Mariana Callejas sí consideraba un amigo a Gonzalo Contreras. Lo mismo que a Carlos Franz y Carlos Iturra. Sus “chiquillos”, como los sigue llamando. Sólo el último no le ha dado vuelta la espalda. Muy por el contrario.
Cuando ella publicó Nuevos cuentos (2007), libro en que reunió relatos de diferentes épocas, Iturra se hizo cargo de la contraportada para decir que “Callejas se distingue por una prosa inmediata, directa, que llega a lo invisible, sin interponerse nunca entre el lector y la historia. Son esas historias, precisamente, las que hacen de ella una cuentista extraordinaria, revelan su verdadera maestría en la invención y desarrollo de argumentos y convierten sus textos en experiencias profundas, a menuda conmovedoras”.

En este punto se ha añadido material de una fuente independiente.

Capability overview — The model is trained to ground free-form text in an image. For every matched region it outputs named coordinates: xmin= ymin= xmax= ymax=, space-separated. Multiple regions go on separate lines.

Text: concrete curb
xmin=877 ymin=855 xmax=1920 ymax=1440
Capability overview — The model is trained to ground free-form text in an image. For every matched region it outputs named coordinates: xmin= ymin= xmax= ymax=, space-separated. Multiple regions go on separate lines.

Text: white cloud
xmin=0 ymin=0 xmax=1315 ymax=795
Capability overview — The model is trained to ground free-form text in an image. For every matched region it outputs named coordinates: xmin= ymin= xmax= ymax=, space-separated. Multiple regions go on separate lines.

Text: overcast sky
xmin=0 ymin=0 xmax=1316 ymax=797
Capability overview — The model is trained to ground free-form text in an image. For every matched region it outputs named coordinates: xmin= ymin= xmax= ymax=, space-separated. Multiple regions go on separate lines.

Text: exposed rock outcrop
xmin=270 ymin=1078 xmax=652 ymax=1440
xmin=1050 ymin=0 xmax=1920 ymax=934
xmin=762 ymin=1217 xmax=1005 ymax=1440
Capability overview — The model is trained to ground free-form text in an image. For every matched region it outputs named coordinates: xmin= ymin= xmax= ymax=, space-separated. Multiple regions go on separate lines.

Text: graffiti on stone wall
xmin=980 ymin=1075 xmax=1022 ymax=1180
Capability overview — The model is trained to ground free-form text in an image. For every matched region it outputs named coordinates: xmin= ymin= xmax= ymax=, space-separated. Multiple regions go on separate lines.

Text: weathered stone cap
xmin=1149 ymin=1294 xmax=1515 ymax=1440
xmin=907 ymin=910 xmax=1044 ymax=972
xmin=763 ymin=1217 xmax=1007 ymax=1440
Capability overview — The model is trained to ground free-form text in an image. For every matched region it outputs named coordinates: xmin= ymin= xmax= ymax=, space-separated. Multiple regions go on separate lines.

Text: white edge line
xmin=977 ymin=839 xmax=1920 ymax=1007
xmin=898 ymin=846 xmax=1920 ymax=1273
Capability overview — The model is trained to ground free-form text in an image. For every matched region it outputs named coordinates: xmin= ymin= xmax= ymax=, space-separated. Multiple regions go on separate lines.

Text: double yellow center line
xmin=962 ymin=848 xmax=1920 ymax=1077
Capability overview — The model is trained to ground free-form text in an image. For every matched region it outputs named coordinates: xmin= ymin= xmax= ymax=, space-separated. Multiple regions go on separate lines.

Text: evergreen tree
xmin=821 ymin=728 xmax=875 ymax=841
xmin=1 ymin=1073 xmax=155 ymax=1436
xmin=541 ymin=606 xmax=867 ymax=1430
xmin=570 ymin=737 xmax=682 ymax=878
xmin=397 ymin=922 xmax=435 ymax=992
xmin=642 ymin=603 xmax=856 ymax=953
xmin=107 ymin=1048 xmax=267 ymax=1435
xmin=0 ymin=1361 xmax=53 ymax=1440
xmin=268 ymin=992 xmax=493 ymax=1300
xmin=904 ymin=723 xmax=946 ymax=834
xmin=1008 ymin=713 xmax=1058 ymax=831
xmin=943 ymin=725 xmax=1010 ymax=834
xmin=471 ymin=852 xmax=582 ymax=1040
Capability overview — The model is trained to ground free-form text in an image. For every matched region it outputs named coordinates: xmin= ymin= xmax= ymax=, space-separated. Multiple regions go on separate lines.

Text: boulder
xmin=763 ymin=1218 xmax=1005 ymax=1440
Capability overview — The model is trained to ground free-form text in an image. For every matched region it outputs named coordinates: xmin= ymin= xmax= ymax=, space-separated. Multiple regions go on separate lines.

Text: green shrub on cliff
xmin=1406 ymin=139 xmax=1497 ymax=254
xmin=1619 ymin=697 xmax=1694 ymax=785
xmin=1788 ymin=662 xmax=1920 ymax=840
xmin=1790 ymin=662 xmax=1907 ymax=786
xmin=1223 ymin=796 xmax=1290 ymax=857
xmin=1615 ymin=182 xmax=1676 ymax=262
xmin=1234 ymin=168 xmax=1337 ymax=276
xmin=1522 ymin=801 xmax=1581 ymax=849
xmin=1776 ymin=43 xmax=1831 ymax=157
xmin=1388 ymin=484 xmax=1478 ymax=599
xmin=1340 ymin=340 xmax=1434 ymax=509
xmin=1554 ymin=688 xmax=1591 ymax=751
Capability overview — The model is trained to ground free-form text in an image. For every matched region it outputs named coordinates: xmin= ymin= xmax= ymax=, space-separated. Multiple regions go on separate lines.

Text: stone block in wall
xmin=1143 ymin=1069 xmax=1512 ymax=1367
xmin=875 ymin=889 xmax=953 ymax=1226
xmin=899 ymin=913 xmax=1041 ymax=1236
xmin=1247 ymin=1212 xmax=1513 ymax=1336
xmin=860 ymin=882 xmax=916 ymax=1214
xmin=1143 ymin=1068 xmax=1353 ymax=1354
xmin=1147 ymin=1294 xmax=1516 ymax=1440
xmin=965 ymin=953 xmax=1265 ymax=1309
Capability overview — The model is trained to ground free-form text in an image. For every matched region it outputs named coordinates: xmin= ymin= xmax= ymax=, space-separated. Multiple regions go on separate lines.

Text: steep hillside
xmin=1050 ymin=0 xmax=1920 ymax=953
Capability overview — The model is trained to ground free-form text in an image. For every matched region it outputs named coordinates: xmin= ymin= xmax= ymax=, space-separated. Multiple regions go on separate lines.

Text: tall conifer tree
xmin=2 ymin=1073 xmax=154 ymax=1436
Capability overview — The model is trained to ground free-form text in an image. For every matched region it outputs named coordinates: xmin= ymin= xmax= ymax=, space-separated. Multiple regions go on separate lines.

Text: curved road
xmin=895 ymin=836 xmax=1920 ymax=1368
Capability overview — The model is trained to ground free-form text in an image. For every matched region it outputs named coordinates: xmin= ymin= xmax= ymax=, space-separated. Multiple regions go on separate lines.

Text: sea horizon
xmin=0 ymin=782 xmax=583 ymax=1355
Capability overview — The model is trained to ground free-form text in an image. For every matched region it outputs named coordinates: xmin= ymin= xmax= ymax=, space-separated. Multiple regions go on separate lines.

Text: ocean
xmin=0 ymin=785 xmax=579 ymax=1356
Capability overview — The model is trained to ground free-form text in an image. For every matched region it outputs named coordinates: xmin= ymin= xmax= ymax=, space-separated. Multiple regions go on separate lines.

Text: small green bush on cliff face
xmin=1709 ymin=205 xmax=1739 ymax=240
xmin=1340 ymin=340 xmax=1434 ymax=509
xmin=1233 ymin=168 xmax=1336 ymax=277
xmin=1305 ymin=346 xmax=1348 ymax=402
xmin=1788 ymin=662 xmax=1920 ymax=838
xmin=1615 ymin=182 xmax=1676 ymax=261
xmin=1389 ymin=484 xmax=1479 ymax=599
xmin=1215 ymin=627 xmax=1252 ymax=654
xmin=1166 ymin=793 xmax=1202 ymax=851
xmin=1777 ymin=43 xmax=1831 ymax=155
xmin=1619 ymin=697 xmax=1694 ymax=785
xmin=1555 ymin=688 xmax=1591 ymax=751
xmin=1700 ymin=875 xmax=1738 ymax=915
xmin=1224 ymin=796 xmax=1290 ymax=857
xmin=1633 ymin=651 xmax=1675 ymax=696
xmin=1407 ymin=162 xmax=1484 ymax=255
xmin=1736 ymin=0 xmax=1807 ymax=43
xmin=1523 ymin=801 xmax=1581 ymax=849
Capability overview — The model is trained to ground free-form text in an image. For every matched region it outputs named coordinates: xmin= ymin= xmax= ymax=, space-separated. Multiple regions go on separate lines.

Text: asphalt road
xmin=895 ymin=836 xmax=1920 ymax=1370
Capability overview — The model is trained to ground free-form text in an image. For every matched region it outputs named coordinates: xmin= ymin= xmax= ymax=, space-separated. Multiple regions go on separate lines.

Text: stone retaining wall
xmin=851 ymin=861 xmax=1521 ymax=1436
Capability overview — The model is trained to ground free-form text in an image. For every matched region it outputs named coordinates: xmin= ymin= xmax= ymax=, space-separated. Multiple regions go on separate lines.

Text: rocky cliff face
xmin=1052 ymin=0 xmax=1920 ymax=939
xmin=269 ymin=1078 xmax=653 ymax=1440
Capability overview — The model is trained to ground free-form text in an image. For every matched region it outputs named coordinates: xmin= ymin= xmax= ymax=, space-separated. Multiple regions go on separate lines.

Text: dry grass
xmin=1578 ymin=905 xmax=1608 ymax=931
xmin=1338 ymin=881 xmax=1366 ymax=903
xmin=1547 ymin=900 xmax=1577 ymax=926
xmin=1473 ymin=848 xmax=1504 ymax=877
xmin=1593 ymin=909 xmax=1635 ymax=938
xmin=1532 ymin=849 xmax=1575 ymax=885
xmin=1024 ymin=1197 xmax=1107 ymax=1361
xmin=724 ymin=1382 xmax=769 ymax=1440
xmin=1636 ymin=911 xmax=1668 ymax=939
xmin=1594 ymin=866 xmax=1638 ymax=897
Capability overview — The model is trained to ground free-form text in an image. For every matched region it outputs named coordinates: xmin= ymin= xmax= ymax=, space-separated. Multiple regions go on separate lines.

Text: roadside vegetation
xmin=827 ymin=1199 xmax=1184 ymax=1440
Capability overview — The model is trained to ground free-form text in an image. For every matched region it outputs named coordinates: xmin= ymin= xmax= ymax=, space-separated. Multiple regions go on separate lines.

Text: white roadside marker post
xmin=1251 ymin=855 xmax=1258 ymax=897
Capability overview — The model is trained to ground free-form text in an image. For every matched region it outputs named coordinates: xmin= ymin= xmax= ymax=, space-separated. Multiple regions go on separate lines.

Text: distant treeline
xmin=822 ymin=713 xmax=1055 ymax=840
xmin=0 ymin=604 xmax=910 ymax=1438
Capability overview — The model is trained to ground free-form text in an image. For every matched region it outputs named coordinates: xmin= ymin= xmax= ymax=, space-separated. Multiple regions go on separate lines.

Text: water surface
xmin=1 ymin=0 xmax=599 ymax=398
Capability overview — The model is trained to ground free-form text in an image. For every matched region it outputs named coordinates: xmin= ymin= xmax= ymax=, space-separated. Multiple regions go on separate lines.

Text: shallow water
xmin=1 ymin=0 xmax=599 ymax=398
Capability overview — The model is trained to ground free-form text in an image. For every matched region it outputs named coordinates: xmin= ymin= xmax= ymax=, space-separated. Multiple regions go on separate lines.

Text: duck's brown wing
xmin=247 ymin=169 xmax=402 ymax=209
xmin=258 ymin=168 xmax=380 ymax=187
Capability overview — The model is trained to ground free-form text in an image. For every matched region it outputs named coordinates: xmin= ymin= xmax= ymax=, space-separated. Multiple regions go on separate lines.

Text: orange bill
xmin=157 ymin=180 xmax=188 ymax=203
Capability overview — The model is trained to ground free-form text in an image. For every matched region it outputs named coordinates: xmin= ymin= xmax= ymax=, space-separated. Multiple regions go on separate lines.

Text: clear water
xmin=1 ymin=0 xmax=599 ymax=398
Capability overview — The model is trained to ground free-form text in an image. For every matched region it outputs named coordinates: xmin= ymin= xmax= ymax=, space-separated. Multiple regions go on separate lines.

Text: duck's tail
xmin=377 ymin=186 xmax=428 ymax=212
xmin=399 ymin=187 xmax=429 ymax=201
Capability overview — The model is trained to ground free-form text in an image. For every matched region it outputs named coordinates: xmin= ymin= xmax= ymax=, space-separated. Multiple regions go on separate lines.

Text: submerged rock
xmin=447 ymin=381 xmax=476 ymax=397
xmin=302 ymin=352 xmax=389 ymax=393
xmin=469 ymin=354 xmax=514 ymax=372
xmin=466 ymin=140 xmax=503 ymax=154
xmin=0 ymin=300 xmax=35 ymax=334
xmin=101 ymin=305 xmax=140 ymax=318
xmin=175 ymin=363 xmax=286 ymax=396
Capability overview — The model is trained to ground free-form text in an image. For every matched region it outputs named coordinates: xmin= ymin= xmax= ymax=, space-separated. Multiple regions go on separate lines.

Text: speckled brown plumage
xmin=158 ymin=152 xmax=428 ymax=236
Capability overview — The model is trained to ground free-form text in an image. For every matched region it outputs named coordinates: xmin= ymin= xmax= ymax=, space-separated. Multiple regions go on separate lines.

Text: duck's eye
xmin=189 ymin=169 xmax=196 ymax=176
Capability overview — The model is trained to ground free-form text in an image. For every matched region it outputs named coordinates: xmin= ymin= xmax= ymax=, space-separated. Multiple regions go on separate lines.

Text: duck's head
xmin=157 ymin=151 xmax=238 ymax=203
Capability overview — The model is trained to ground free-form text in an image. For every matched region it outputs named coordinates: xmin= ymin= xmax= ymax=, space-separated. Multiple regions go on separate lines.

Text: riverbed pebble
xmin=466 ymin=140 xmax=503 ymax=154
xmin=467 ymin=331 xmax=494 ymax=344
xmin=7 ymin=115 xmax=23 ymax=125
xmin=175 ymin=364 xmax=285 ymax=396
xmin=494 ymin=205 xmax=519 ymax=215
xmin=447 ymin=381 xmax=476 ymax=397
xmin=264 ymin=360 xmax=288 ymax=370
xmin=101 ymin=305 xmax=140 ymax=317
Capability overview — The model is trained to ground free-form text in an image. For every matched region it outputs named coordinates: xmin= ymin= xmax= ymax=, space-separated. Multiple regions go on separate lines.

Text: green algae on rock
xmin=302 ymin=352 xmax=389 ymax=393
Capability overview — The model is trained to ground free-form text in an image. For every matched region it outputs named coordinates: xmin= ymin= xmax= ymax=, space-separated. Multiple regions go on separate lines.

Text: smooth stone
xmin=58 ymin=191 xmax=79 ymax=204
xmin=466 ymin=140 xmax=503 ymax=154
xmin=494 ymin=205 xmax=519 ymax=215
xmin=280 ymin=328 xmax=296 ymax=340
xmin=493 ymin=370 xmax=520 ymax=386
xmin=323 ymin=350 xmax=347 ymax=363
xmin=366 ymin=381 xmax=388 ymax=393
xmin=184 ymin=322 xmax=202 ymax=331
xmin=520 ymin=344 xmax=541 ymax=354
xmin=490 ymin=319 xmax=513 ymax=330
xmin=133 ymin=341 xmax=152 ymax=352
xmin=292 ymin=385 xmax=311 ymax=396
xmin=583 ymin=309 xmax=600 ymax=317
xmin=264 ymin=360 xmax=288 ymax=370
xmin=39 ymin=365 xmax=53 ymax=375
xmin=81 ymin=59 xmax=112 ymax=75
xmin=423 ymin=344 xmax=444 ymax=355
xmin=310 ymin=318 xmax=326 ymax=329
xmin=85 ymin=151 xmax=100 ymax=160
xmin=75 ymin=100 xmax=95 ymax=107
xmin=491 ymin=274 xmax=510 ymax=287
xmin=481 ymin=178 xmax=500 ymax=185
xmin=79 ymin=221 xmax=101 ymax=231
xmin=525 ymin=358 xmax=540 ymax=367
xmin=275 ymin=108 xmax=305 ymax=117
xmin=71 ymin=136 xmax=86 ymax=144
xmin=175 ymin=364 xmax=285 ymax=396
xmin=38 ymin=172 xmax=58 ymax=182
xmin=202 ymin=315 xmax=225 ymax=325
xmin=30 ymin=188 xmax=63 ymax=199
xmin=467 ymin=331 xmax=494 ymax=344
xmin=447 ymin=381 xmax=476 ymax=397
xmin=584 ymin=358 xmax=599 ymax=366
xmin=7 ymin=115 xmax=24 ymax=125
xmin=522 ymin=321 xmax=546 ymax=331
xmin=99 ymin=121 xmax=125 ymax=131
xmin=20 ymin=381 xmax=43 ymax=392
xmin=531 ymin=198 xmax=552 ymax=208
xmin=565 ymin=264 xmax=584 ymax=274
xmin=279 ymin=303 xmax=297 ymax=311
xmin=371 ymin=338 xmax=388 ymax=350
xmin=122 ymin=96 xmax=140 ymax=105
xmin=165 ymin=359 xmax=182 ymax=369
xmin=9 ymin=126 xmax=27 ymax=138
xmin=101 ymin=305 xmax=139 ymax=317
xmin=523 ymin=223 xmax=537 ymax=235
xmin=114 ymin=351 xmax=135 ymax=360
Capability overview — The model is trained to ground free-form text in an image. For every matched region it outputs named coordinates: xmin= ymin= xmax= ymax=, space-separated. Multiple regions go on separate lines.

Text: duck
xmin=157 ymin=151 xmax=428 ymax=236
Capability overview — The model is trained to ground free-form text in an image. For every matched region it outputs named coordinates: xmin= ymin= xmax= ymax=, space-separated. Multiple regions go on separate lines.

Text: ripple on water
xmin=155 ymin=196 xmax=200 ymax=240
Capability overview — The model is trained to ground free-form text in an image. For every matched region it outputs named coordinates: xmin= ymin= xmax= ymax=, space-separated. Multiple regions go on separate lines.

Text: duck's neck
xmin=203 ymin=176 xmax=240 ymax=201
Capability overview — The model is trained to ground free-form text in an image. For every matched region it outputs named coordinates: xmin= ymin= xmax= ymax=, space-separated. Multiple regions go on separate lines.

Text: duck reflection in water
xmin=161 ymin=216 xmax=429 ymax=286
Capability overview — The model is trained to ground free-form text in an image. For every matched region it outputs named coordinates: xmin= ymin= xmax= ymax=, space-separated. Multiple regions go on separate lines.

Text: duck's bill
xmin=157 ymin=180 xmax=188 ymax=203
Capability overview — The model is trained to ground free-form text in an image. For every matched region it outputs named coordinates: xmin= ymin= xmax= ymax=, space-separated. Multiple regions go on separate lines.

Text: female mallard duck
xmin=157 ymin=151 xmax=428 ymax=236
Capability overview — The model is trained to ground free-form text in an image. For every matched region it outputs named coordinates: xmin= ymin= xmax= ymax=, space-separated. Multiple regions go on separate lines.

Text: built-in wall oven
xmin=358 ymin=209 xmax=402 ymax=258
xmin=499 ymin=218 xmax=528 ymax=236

De cualquier modo, los tres “chiquillos” no eran los únicos a quienes Callejas consideraba amigos. En esos años fueron varios los intelectuales y artistas que llegaron a la casa de Lo Curro en calidad de visitas. Uno de ellos fue Nicanor Parra, que llegó por intermedio de Lafourcade. Eran las fiestas del Dieciocho de septiembre de 1976 y por alguna razón –“seguramente de curados”, dice Callejas- el antipoeta se trenzó en una fuerte discusión con un pintor de apellido Cisternas. “Se iban a pelear a combos, pero los separaron, Enrique (Lafourcade) tomó de un ala al pintor y me dijo Tienes que sacar a este hombre de acá, cómo se te ocurre, tú eres la dueña de casa. Así que fui yo quien le pedí ceremoniosamente al pintor que se retirara”.
En esos días, tal vez ese mismo día, ocurrió algo bastante más dramático en Lo Curro. Desde Estados Unidos, adonde había viajado para asesinar al ex canciller de Salvador Allende, Orlando Letelier, Michael Townley llamó por teléfono a su esposa en Santiago para decirle que el asunto estaba hecho. Mariana Callejas, según los testimonios de otros agentes de la DINA, era la encargada de transmitirle a la plana mayor del organismo de seguridad que el atentado había sido ejecutado. El blanco estaba eliminado.
Un año y medio después, en abril de 1978, la foto de Michael Townley aparecía en la portada de El Mercurio y lo identificaba como uno de los dos asesinos de Orlando Letelier. La foto marcó el fin de la doble vida de Mariana Callejas. La agente secreta quedaba al descubierto y la escritora caía en desgracia.